Counting by twos, write numbers starting from:
(a) 7786
(b) 4003.
Counting by fives, write numbers starting from:
(a) 3505
(b) 7913.

Answer 1

Hint: We express the increment of the given number by a fixed digit can be expressed by adding that number to the previous number. The addition is only applicable to the previous number to get the following number.
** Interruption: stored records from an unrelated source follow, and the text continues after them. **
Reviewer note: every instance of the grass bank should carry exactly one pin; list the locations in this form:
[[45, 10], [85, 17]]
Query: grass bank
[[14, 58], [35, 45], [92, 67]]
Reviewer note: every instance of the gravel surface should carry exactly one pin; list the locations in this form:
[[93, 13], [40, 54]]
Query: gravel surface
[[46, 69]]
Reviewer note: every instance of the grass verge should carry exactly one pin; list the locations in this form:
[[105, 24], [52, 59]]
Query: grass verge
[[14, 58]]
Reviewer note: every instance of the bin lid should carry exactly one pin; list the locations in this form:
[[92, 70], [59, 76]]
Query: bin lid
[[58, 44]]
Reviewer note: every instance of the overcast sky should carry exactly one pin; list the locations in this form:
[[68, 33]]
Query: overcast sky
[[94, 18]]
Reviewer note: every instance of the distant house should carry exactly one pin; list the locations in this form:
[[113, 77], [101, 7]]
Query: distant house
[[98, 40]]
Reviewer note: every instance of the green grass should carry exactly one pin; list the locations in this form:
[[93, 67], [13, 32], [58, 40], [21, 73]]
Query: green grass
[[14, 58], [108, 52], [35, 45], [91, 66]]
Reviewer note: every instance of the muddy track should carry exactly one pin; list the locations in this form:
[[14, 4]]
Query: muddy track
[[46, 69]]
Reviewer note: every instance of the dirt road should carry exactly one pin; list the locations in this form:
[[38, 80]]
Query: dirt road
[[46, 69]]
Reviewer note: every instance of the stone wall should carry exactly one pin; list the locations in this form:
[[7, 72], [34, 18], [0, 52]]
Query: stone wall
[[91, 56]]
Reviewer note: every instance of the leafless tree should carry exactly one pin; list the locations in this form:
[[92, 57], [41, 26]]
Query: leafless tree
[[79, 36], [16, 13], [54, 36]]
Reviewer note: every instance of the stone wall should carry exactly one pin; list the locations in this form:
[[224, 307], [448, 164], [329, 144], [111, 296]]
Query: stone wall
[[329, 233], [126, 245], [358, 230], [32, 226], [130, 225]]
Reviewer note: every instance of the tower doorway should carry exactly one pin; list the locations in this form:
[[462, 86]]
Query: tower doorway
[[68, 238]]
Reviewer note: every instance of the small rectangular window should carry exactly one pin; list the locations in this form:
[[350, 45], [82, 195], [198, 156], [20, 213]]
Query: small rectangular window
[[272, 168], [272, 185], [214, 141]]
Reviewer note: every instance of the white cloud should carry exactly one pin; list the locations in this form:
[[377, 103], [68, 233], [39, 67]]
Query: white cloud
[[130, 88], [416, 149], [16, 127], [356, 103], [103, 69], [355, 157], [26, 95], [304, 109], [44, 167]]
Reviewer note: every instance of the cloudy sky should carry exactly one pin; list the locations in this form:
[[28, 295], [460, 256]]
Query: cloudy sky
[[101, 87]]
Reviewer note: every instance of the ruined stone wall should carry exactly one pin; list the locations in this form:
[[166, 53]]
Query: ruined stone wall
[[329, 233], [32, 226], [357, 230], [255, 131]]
Complete step by step solution:
We start counting by a fixed number by adding that number to the previous number.
Therefore, to get the count by twos starting from 7786, we need to keep adding 2.
So, the next numbers will be
$\begin{align}
  & 7786+2=7788 \\
 & 7788+2=7790 \\
 & 7790+2=7792 \\
 & ............. \\
\end{align}$
Similarly, to get the count by twos starting from 4003, we need to keep adding 2.
So, the next numbers will be
$\begin{align}
  & 4003+2=4005 \\
 & 4005+2=4007 \\
 & 4007+2=4009 \\
 & ............. \\
\end{align}$
Similarly, to get the count by fives starting from 3505, we need to keep adding 5.
So, the next numbers will be
$\begin{align}
  & 3505+5=3510 \\
 & 3510+5=3515 \\
 & 3515+5=3520 \\
 & ............. \\
\end{align}$
Similarly, to get the count by fives starting from 7913, we need to keep adding 5.
So, the next numbers will be
$\begin{align}
  & 7913+5=7918 \\
 & 7918+5=7923 \\
 & 7923+5=7928 \\
 & ............. \\
\end{align}$

Note: The new series of the numbers become an A.P. As the difference between the numbers is fixed the progression remains in series form. We express the terms as ${{t}_{n}}$, the ${{n}^{th}}$ term of the series.
The first term be ${{t}_{1}}$ and the common difference be $d$ where $d={{t}_{2}}-{{t}_{1}}={{t}_{3}}-{{t}_{2}}={{t}_{4}}-{{t}_{3}}$.
We can express the general term ${{t}_{n}}$ based on the first term and the common difference.
The formula being ${{t}_{n}}={{t}_{1}}+\left( n-1 \right)d$.